Curar o cansaço em In Guezzam

Como acontece com boa parte das pessoas com quem me relaciono nos espaços de sociabilidade que nos últimos tempos, devido às circunstâncias, mais tenho frequentado – como o Zoom que se multiplica por si só, o Email que jamais vai ao zero, o Instagram, o Twitter, o Messenger, o WhatsApp, o Doodle, o Academia.edu ou o Facebook, esses lugares onde é possível sentir por estes dias o rumor crepitante das multidões – tenho experimentado um cansaço constante, determinado pela progressão geométrica de trabalho a eles associada.

Não falo só das janelas carcerárias do Zoom, em reuniões e aulas praticamente diárias, por vezes com a duração de largas horas, que induzem um cansaço peculiar sobre o qual até já foram publicados estudos científicos. Falo também da forma como eles se tornaram «a» solução natural para todas as necessidades de encontro, tornando-se uma constante na nossa paisagem. Falo de como o email cresceu de forma exponencial ao substituir quase todas as conversas de viva voz.
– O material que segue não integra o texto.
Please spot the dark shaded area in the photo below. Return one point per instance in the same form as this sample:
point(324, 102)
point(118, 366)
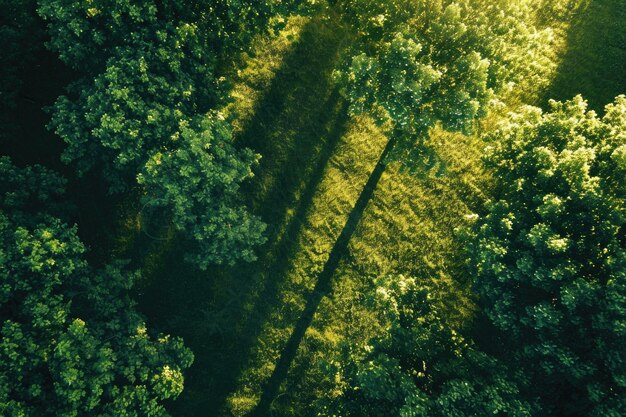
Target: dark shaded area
point(595, 62)
point(33, 79)
point(322, 287)
point(221, 313)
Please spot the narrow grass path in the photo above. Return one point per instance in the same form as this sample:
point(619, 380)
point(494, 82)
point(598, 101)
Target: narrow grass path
point(263, 332)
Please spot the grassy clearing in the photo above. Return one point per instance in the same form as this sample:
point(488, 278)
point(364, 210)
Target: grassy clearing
point(314, 167)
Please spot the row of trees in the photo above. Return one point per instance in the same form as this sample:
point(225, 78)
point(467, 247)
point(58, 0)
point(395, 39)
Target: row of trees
point(549, 261)
point(71, 341)
point(139, 115)
point(548, 258)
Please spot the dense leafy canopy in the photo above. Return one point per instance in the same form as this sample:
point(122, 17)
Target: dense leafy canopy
point(551, 255)
point(420, 367)
point(71, 342)
point(143, 100)
point(418, 63)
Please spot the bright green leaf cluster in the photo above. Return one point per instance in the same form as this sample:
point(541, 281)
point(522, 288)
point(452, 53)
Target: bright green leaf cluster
point(550, 256)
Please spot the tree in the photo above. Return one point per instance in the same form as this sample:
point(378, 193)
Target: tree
point(419, 63)
point(71, 342)
point(550, 256)
point(419, 367)
point(150, 84)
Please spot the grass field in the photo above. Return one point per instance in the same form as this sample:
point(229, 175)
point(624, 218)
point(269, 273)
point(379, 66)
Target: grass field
point(261, 332)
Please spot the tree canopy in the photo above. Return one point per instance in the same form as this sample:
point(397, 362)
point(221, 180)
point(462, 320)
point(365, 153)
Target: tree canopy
point(71, 342)
point(143, 100)
point(550, 256)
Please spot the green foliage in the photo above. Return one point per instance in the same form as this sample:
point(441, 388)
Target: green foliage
point(142, 102)
point(550, 256)
point(197, 182)
point(422, 62)
point(71, 342)
point(419, 367)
Falo de como em nome do teletrabalho se multiplicou a necessidade permanente de responder a inquéritos em linha (daqueles que «apenas demoram seis minutos», mas que se arrastam por trinta). Falo de ler sucessivas atas de reuniões e de preparar diferentes ordens de trabalho. Falo de solucionar problemas pessoais que por escrito se tornam muito mais difíceis de resolver do que quando eram tratados numa breve conversa. Com a agravante de agora não podermos dizer, sob risco de sermos considerados mentirosos ou mandriões, que «não liguei o computador», que «não vi o email», que estivemos incontactáveis em áreas sem acesso à rede.

Aparentemente, agora só se justifica que não respondamos se estivermos entubados numa unidade de cuidados intensivos ou, em princípio, se tivermos morrido. Tudo isto cansa, cansa terrivelmente, e nada nos garante que, passada a pandemia, instituições, empresas e pessoas que gostam de se sentir escravas ou de escravizar as demais, não resolvam que podemos continuar a viver nesta prisão porque é tudo mais fácil, rápido e supostamente eficaz. Direito a uns raios de sol consistentes só lá para agosto, se tivermos o cuidado de passar as férias numa obscura estalagem do povoado de In Guezzam, mesmo na fronteira da Argélia com o Niger, onde me garantem não haver grande sinal de wi-fi.